When my advisor Dan Suciu taught me entropy, he said everyone should know 3 inequalities: the “entropy range”, monotonicity, and submodularity. Luckily I don’t have to memorize the bounds as each inequality has a very simple intuition. First, the “entropy range” simply bounds the value of any entropy function:
0 \leq H(X) \leq \log(|X|)
On one hand, the entropy is 0 if X takes a certain value A with probabilty 1. In that case, we know X’s value (A) without communicating a single bit. On the other hand, we can always simply use full binary encoding with \log(|X|) bits to encode X, ignoring the probability distribution.
Monotonicity says that the entropy of a string of random variables is no less than the entropy of any substring:
H(X) \leq H(XY)
Here XY simply “concatenates” X and Y, in that a value of XY concatenates a value of X with a value of Y. The entropy H(XY) is the number of bits necessary to transmit a string in XY. With this in mind, monotonicity simpy says that transmitting more information requires more bits.

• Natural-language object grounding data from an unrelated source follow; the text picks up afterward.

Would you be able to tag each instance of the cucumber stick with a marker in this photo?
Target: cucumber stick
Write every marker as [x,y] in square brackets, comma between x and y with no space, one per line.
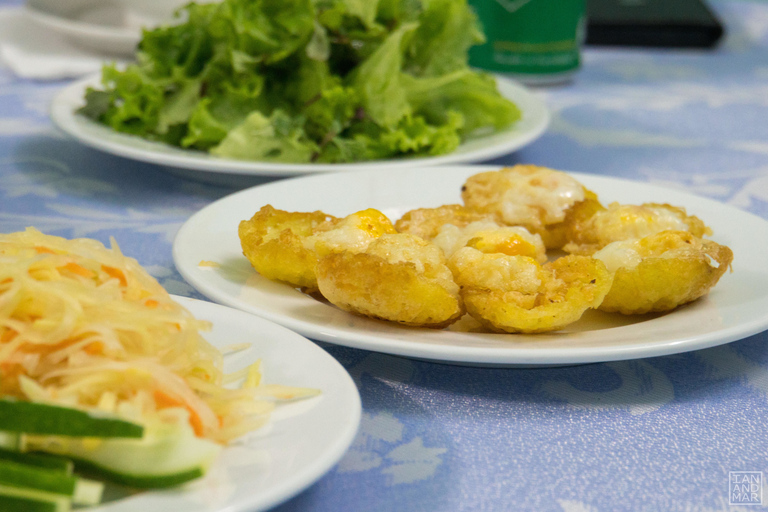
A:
[24,476]
[40,460]
[14,499]
[167,455]
[47,419]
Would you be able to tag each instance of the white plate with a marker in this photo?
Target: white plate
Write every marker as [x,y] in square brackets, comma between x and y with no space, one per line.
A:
[737,307]
[302,441]
[535,118]
[100,26]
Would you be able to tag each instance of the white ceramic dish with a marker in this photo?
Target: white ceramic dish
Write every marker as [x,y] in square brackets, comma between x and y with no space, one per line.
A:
[737,307]
[302,442]
[101,26]
[533,123]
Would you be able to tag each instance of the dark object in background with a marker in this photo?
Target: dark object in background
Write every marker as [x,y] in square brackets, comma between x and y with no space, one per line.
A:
[659,23]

Finally, our last inequality, submodularity, conveys the intuition of “diminishing returns”: 10 dollars matter less to a millionaire than to a PhD student. More concretely, suppose we have a function f from wealth to quality of life. Then f is submodular because f(x + \delta) - f(x) gets smaller and smaller as x increases. In the context of information theory, H is submodular because adding additional information to a long message takes little effort. For example, suppose a submarine needs to send reports describing the fish it finds, and the description includes weight, length and species. Then if it says the fish is 80 feet long, you’ll know it’s a blue whale without looking at the species field. In general, we can save some bits by inferring facts from the correlation of data; if all variables are independent we can save nothing. With this intuition, let’s look at the formal statement of submodularity:
H(X) + H(Y) \geq H(X \cup Y) + H(X \cap Y)
Rearranging, we get H(X \cup Y) - H(X) \leq H(Y) - H(X \cap Y). Note (X \cup Y) - X = Y - (X\cap Y), and if we define \delta = Y - (X\cap Y), the inequality becomes H(X + \delta) - H(X) \leq H((X\cap Y) + \delta) - H(X\cap Y), which states precisly “the law of diminishing returns” because X \geq (X\cap Y)!